Gilead gets FDA priority review of hepatitis C combo drug | Wall Street Journal
The Food and Drug Administration has granted Gilead Sciences priority review of an experimental combination drug treatment for hepatitis C. A decision on the new combination drug, which contains Gilead's blockbuster hep C treatment Sovaldi and another drug, velpatasvir, could come by June 28.
Lumos Labs fined by FTC over brain-game claims | Wall Street Journal
The Federal Trade Commission has levied a $2 million fine against the maker of Lumosity, a mobile app which was marketed to help train the brain, for unfounded claims in advertising. The agency said Lumos Labs' marketing claims preyed on consumers' fears of cognitive decline by suggesting the app could help boost memory and cognitive function, without providing any science to back up the claims.
The connected medicine cabinet: Bluetooth pregnancy test makes debut at CES 2016 | Wall Street Journal
The Consumer Electronics Show every year offers up dozens of personal health products from the questionable to the groundbreaking. The Journal provides a roundup of some of the more useful products debuting this year, including a UV-exposure patch and a bluetooth epi-pen tracker and app.
Heavy use of CT scans raises concerns about patients' exposure to radiation | Kaiser Health News
Diagnostic imaging can help diagnose patients without performing unnecessary exploratory surgery, but it has also become a $100-billion-a-year business that has some experts worried the technology could be inflating costs and causing patient harm due to repeated radiation exposure in imaging procedures like computed tomography scans.
Reproducible research practices and transparency across the biomedical literature | PLOS Biology
Scientists are doing a poor job of publishing research protocols and data sets, and that could be part of the field's trouble with reproducibility, according to a study published this week in PLOS Biology. The study authors reviewed 441 randomly selected biomedical journal articles published between 2000 and 2014. They found that none of the reviewed articles made raw data readily available, and only one provided full protocol.

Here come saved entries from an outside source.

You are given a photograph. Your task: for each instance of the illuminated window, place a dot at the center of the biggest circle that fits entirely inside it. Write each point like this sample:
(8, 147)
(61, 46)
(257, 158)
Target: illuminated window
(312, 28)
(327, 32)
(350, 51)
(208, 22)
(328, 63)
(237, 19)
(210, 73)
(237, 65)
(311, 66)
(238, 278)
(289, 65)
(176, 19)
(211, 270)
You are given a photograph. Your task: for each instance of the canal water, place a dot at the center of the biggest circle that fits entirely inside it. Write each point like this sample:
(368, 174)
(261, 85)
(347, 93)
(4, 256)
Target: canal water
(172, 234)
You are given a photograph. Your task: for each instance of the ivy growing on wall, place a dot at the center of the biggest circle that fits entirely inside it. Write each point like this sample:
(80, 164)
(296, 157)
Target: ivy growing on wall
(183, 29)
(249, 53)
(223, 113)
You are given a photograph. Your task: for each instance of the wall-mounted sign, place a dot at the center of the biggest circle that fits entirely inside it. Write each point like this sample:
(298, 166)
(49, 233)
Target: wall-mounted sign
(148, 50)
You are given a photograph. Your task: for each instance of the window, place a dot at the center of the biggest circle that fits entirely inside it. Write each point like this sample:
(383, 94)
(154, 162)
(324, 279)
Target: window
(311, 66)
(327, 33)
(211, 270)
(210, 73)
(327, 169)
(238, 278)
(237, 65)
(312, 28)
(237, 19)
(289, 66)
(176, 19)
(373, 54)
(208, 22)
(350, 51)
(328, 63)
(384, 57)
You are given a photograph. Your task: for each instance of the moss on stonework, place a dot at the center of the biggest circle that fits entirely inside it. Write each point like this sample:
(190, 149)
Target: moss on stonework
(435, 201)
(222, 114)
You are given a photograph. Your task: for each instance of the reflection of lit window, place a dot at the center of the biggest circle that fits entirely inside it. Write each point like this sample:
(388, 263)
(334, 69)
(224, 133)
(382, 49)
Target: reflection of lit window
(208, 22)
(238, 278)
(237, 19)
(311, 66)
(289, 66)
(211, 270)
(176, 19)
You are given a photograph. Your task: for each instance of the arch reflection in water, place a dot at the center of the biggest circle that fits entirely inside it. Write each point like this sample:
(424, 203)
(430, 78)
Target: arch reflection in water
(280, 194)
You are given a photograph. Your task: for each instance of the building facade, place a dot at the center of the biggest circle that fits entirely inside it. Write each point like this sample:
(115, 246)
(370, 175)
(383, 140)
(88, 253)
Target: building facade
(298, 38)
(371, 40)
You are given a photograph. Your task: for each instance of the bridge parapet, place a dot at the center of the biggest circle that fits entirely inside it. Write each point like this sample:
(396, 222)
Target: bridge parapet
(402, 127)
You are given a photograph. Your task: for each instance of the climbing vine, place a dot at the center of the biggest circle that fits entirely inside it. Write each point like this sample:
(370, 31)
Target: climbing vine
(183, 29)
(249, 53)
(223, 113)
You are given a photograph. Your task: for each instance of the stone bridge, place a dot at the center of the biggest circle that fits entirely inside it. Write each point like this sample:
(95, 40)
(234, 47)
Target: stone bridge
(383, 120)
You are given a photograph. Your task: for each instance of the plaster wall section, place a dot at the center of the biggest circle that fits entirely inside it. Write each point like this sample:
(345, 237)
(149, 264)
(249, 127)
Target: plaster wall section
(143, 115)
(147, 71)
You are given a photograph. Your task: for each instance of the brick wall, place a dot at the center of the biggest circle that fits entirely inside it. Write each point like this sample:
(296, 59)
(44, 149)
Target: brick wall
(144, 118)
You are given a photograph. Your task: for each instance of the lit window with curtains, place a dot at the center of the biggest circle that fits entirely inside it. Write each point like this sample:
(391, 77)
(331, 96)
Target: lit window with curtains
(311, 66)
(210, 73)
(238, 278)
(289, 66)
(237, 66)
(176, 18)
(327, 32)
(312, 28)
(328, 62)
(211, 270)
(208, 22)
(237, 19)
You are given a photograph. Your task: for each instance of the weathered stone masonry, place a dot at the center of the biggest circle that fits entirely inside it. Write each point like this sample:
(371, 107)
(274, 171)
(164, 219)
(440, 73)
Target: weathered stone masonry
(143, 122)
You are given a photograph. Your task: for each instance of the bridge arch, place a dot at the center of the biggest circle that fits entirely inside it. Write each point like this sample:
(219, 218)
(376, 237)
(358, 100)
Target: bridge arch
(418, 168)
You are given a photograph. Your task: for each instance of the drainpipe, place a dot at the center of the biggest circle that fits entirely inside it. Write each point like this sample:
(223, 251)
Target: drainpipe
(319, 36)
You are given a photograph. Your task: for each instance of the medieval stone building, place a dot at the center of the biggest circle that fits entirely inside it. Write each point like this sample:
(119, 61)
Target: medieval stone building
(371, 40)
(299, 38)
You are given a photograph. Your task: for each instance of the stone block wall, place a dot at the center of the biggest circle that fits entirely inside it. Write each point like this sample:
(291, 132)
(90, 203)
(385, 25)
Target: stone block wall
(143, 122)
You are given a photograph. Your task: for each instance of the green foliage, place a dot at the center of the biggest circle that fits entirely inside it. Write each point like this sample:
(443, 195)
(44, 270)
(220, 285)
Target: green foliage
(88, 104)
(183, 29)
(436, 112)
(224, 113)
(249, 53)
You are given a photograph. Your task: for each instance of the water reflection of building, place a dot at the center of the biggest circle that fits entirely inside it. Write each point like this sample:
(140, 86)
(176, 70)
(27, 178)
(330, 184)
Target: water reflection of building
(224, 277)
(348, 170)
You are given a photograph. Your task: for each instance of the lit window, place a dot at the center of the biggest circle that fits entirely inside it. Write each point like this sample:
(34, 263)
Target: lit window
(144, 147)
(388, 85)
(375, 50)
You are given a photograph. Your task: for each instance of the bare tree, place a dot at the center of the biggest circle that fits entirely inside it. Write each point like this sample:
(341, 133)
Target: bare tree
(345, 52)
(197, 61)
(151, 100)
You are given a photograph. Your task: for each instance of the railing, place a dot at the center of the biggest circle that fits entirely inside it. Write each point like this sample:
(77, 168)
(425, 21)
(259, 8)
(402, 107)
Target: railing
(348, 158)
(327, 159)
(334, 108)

The study also tracked changes in conflict and funding disclosure. There was some improvement in the number of statements of conflict--94.4% omitted such statements altogether in 2000, while 34.6% omitted the data in 2014. When it came to funding disclosure, the authors found that clinical medicine studies were nearly twice as likely to omit information on funding and be privately funded.
The authors suggest the new study could be used as a baseline for tracking improvements in transparency and data access.